Peter Murray-Rust talk on eThesis, webcast is available

Data-driven science and Digital Repositories Monday, August 6th, 2007, 10:00am, NewMedia Classroom

by Peter Murray-Rust

Unilever Centre for Molecular Sciences Informatics, Department of Chemistry, University of Cambridge, UK

UPDATES: Video is available (9/5/2007)

For the best playback experience, viewers should be on a PC with Windows Media Player installed. More instructions to view the webcast.
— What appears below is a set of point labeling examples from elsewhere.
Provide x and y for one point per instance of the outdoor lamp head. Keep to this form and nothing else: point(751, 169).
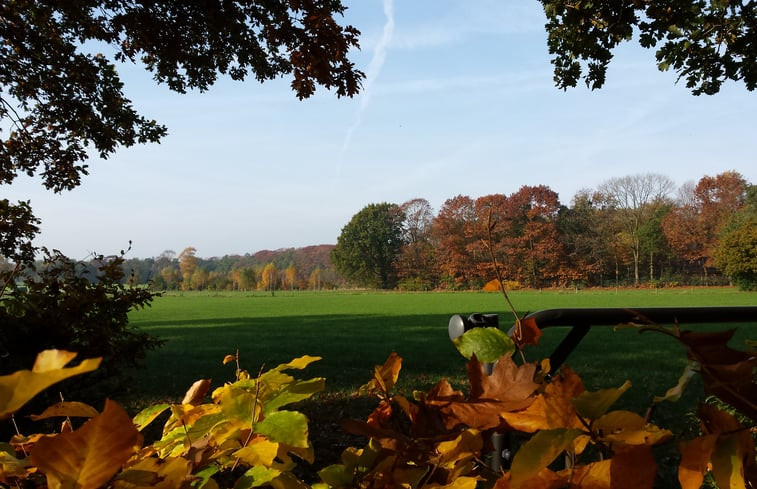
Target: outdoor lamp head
point(459, 325)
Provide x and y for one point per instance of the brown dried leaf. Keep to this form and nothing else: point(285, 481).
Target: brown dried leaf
point(196, 394)
point(88, 457)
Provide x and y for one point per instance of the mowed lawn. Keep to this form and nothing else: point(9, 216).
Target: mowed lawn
point(353, 331)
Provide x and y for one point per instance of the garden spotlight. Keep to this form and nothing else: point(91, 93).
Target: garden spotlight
point(459, 324)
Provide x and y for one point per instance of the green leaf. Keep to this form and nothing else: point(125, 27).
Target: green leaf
point(488, 344)
point(287, 427)
point(296, 391)
point(540, 451)
point(592, 405)
point(675, 392)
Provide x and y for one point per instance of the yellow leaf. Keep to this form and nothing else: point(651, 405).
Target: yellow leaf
point(52, 360)
point(196, 394)
point(68, 409)
point(728, 462)
point(466, 446)
point(259, 452)
point(18, 388)
point(695, 456)
point(459, 483)
point(154, 472)
point(540, 451)
point(591, 476)
point(298, 363)
point(628, 428)
point(88, 457)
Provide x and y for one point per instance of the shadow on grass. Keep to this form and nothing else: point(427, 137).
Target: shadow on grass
point(351, 344)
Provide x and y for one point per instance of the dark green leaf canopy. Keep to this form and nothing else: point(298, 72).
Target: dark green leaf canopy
point(61, 100)
point(706, 41)
point(369, 245)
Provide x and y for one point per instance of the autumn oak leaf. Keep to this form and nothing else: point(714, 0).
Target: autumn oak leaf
point(19, 387)
point(88, 457)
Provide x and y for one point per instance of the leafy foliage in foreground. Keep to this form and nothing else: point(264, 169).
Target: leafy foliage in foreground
point(62, 305)
point(568, 437)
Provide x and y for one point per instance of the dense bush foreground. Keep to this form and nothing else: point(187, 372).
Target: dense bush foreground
point(246, 437)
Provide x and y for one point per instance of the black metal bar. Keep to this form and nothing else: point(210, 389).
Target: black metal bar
point(582, 319)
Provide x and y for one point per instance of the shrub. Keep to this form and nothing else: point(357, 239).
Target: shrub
point(63, 304)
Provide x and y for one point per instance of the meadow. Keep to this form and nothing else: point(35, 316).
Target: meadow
point(354, 330)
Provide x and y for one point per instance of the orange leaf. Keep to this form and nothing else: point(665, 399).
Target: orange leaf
point(68, 409)
point(526, 332)
point(509, 388)
point(553, 409)
point(18, 388)
point(384, 376)
point(695, 456)
point(88, 457)
point(633, 467)
point(592, 476)
point(196, 394)
point(726, 373)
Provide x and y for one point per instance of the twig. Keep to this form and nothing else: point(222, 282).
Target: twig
point(254, 410)
point(517, 333)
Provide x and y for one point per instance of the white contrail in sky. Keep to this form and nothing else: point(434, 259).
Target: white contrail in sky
point(374, 68)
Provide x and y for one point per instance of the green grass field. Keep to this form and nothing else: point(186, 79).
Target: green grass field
point(353, 331)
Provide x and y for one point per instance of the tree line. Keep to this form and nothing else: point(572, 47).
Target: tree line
point(629, 231)
point(636, 230)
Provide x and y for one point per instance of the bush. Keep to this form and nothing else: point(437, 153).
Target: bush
point(64, 304)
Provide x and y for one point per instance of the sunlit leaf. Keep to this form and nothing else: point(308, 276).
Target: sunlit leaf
point(18, 388)
point(52, 360)
point(466, 446)
point(88, 457)
point(458, 483)
point(591, 476)
point(67, 409)
point(299, 363)
point(288, 427)
point(295, 391)
point(592, 405)
point(538, 452)
point(675, 392)
point(526, 332)
point(628, 428)
point(148, 415)
point(10, 466)
point(384, 376)
point(488, 344)
point(552, 409)
point(196, 394)
point(155, 472)
point(258, 452)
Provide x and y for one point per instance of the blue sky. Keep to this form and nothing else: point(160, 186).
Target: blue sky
point(459, 100)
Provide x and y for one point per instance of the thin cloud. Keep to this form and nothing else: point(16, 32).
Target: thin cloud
point(372, 73)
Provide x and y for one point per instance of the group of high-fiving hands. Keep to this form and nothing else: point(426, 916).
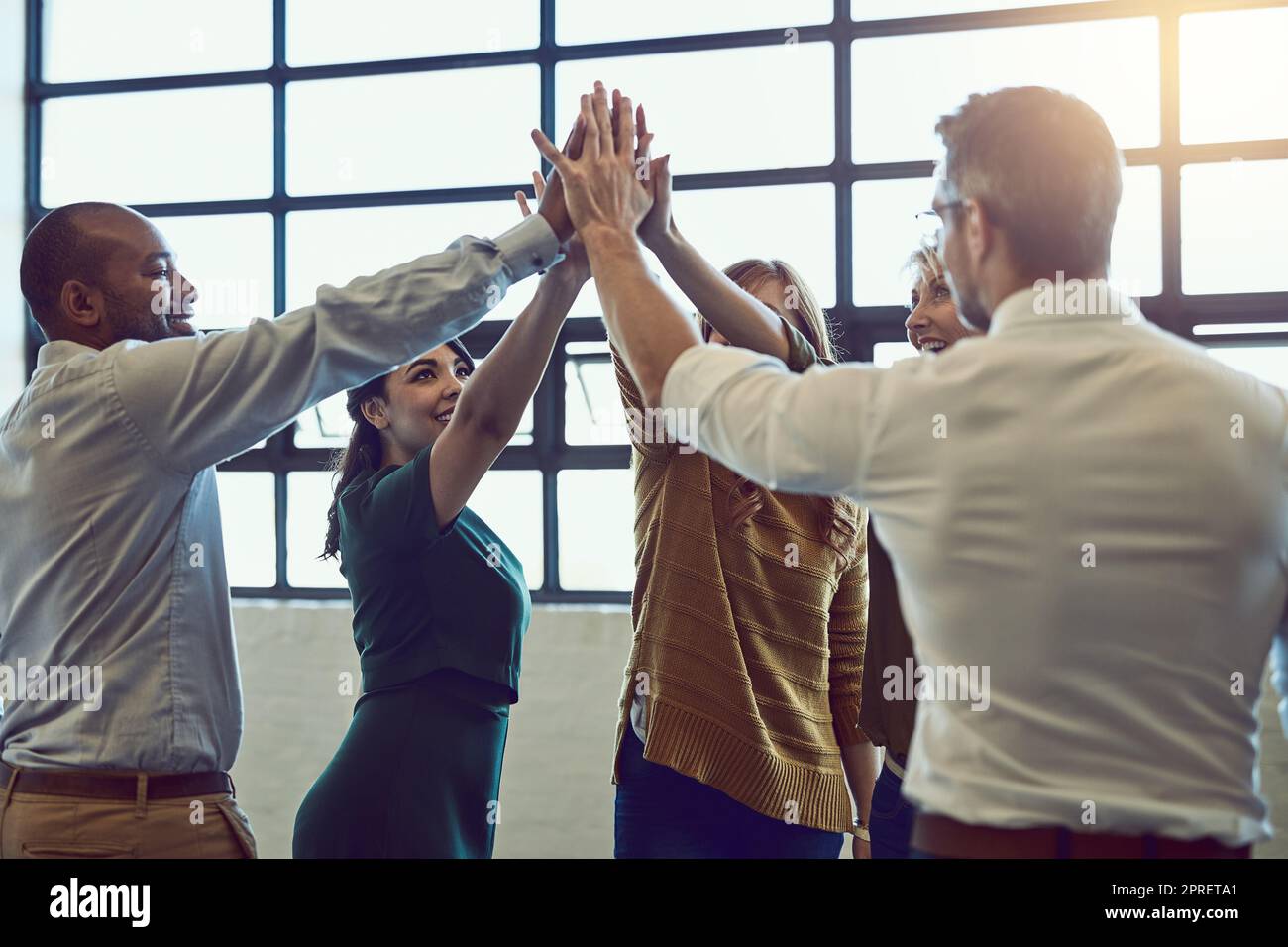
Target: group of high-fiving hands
point(605, 197)
point(604, 183)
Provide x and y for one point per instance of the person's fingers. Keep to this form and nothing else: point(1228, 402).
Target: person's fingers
point(549, 151)
point(601, 121)
point(642, 129)
point(572, 149)
point(626, 129)
point(590, 145)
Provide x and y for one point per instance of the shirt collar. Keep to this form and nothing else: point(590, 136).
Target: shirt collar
point(1050, 303)
point(59, 351)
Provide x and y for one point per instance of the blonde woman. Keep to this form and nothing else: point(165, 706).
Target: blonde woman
point(931, 326)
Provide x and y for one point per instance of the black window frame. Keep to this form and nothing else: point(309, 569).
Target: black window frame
point(859, 328)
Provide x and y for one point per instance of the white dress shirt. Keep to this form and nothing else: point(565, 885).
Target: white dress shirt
point(112, 554)
point(1091, 509)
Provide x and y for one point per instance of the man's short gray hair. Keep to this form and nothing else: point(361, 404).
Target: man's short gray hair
point(1046, 170)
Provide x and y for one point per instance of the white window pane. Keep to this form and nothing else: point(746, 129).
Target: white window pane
point(335, 31)
point(230, 260)
point(888, 9)
point(777, 114)
point(1267, 363)
point(1136, 252)
point(334, 247)
point(887, 232)
point(593, 21)
point(795, 223)
point(887, 354)
point(89, 40)
point(154, 147)
point(596, 522)
point(592, 406)
point(246, 506)
point(308, 497)
point(1234, 75)
point(1111, 64)
point(510, 502)
point(326, 424)
point(1234, 227)
point(412, 132)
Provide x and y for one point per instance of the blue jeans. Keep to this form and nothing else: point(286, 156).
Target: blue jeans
point(661, 813)
point(892, 817)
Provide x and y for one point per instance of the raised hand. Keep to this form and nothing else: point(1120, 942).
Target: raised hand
point(550, 201)
point(657, 224)
point(600, 185)
point(575, 264)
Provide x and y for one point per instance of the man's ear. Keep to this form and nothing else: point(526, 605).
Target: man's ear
point(982, 235)
point(80, 303)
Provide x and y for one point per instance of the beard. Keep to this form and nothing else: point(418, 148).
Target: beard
point(971, 311)
point(129, 321)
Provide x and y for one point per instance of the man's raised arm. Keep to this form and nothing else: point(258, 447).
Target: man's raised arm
point(198, 399)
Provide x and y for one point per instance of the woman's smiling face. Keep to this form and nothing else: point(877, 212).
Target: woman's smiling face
point(419, 401)
point(932, 324)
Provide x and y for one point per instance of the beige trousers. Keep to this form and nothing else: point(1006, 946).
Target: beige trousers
point(47, 826)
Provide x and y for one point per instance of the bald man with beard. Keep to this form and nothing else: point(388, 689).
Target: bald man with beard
point(117, 661)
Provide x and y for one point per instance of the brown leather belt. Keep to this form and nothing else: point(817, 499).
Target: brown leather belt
point(115, 784)
point(947, 838)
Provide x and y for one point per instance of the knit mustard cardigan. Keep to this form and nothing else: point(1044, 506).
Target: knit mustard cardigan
point(748, 644)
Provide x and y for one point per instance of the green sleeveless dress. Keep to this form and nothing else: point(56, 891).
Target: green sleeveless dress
point(439, 618)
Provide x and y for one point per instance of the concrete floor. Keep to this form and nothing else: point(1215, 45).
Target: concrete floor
point(557, 799)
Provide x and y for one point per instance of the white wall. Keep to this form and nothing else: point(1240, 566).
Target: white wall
point(557, 800)
point(12, 215)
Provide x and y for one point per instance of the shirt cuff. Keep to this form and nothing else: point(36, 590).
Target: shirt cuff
point(531, 245)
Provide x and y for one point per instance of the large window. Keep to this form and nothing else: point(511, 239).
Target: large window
point(287, 144)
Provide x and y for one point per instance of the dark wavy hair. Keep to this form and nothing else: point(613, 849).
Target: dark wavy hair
point(838, 519)
point(365, 450)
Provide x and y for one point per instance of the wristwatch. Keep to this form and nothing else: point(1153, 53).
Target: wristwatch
point(861, 830)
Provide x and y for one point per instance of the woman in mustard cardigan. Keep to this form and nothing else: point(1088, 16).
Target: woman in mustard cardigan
point(737, 727)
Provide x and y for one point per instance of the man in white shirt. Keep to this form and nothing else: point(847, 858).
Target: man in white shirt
point(1086, 514)
point(117, 661)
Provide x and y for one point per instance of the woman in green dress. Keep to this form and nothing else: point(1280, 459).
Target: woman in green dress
point(439, 600)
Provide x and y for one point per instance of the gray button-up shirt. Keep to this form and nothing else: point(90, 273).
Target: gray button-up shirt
point(111, 554)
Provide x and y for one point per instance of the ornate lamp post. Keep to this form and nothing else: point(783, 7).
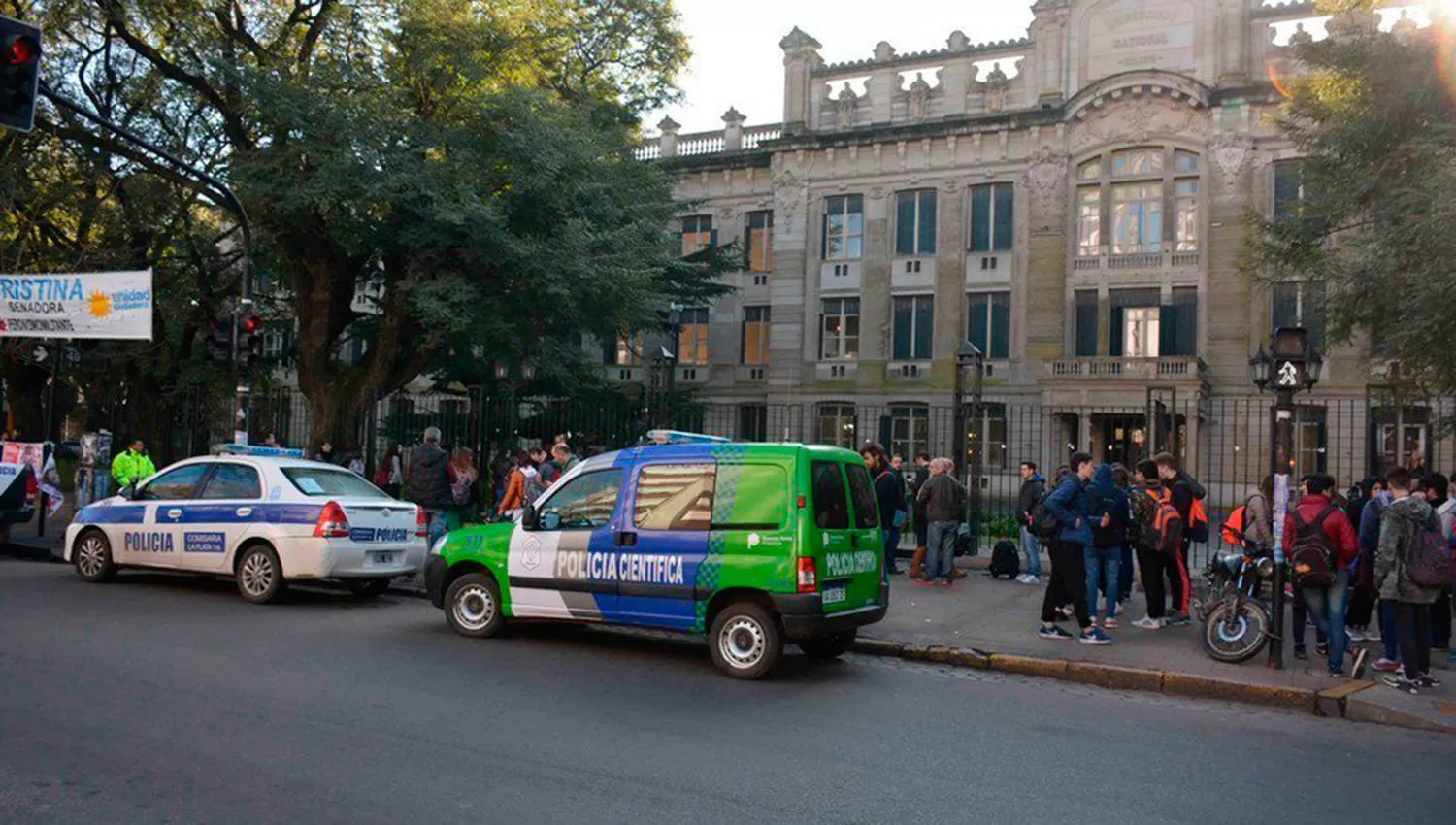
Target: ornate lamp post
point(503, 375)
point(969, 432)
point(1292, 364)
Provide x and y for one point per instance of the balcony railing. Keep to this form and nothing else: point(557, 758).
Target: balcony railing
point(1174, 367)
point(1165, 259)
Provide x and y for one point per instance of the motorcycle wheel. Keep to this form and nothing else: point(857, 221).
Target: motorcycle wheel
point(1234, 638)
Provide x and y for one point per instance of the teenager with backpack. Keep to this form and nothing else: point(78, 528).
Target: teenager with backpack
point(1069, 504)
point(1109, 515)
point(1187, 498)
point(890, 495)
point(1156, 534)
point(1321, 545)
point(1436, 487)
point(1406, 527)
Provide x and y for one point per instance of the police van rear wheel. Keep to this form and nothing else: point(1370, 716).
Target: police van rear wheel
point(259, 575)
point(474, 606)
point(829, 646)
point(745, 641)
point(92, 557)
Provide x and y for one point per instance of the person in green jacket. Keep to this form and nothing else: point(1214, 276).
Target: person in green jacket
point(131, 466)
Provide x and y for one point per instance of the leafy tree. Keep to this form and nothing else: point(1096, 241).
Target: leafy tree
point(1373, 116)
point(471, 159)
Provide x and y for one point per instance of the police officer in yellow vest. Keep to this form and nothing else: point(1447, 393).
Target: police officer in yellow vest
point(131, 466)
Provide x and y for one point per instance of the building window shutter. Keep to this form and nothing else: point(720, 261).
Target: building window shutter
point(980, 218)
point(1005, 212)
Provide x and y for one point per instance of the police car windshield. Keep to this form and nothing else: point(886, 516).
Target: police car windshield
point(322, 481)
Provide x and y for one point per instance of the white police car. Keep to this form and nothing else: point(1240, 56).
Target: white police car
point(265, 516)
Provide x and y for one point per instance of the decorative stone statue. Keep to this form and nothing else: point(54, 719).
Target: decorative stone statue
point(996, 84)
point(919, 98)
point(844, 107)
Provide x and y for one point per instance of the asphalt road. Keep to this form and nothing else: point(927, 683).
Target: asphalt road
point(166, 699)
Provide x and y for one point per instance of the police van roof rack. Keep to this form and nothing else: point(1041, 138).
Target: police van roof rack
point(255, 451)
point(661, 437)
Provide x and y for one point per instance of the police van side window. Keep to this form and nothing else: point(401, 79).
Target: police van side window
point(675, 496)
point(233, 481)
point(830, 505)
point(867, 507)
point(178, 483)
point(585, 502)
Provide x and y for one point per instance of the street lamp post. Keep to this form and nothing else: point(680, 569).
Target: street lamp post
point(503, 375)
point(969, 432)
point(1290, 366)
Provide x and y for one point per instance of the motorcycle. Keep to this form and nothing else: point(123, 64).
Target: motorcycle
point(1235, 617)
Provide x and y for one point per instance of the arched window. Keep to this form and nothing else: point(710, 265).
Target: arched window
point(1139, 201)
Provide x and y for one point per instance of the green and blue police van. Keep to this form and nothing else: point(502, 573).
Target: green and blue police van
point(754, 544)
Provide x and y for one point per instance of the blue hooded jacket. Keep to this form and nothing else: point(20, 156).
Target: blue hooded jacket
point(1069, 504)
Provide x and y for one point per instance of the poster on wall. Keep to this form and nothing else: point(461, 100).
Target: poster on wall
point(78, 305)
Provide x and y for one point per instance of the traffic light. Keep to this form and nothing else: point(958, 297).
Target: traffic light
point(19, 73)
point(220, 341)
point(249, 338)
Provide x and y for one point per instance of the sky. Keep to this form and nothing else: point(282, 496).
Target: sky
point(736, 46)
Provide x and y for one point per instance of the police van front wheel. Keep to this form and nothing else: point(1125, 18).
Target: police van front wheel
point(745, 641)
point(474, 606)
point(92, 557)
point(259, 575)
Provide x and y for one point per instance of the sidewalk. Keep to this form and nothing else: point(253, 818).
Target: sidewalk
point(992, 623)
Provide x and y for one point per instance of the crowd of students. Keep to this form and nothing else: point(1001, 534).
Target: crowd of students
point(1348, 556)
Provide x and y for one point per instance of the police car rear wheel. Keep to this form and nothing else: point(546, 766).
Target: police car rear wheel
point(745, 641)
point(259, 575)
point(474, 606)
point(93, 557)
point(829, 646)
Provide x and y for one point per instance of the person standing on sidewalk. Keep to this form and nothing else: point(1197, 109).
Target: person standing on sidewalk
point(428, 480)
point(1401, 527)
point(1033, 486)
point(1319, 522)
point(133, 466)
point(943, 499)
point(1103, 557)
point(916, 480)
point(1438, 489)
point(1069, 505)
point(1156, 540)
point(890, 495)
point(1184, 493)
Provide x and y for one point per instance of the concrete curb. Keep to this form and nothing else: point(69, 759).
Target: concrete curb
point(1340, 702)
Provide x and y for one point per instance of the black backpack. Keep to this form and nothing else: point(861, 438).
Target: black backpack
point(1042, 522)
point(1005, 560)
point(1312, 559)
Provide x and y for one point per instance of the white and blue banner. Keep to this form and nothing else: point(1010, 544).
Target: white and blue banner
point(84, 305)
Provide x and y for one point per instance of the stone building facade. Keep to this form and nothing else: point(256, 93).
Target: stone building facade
point(1072, 203)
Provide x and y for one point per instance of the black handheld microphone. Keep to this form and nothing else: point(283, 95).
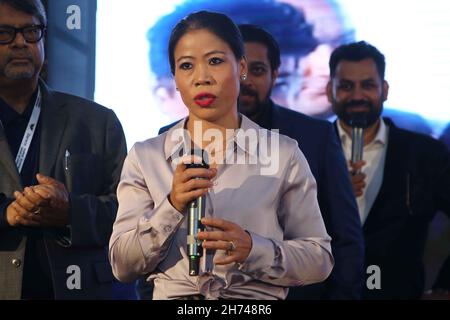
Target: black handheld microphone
point(358, 123)
point(196, 211)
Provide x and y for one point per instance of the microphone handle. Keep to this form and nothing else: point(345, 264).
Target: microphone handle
point(196, 212)
point(357, 146)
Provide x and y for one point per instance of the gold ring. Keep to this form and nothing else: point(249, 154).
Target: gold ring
point(231, 246)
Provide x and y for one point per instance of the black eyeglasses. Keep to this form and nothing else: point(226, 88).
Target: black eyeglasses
point(31, 34)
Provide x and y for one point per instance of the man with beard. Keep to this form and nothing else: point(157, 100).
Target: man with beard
point(318, 142)
point(402, 182)
point(60, 163)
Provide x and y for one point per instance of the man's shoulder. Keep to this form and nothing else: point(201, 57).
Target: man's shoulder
point(418, 142)
point(77, 103)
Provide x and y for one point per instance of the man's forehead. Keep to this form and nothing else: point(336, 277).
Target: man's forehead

For several years there has been excitement about the potential of the “data deluge” where much science will be practised not by doing experiments but by reusing the information we already have. Although in some subjects such as particle physics and parts of bioscience this is starting to happen, in many others such as chemistry and materials science there is little sign of an impending deluge. The data have been collected but they are not accessible.

We have shown most raw data is never communicated outside the scientists’ laboratories and that it rapidly decays. In crystallography and analytical chemistry between 80 and 99% of data which is carefully collected ends up on a CDROM which, in a few years’ time, will be unreadable. We shall present a vision where this data can be collected and preserved. The challenges are technical, semantic, but above all social where we have to change the mindset of scientists to “preserve and share”.

We have developed a system, SPECTRa, for capturing the raw data in chemistry departments, first into an embargo repository and then into the main Institutional Repository (IR). The software is Open Source and we are seeking collaborators.

The current publishing system is often a serious impediment to sharing data. It emphasises “full-text” over data, but also puts legal and procedural constrictions on data flow. To bypass this we have started to investigate PhD and Masters theses as a primary source of information as these are solely under the control of academia and, in many cases, are the direct source of data which leads to formal publications. Our system is devised to create rich metadata from theses, using RDF and SPARQL as query tools.

Hopefully a number of demonstrations will be given.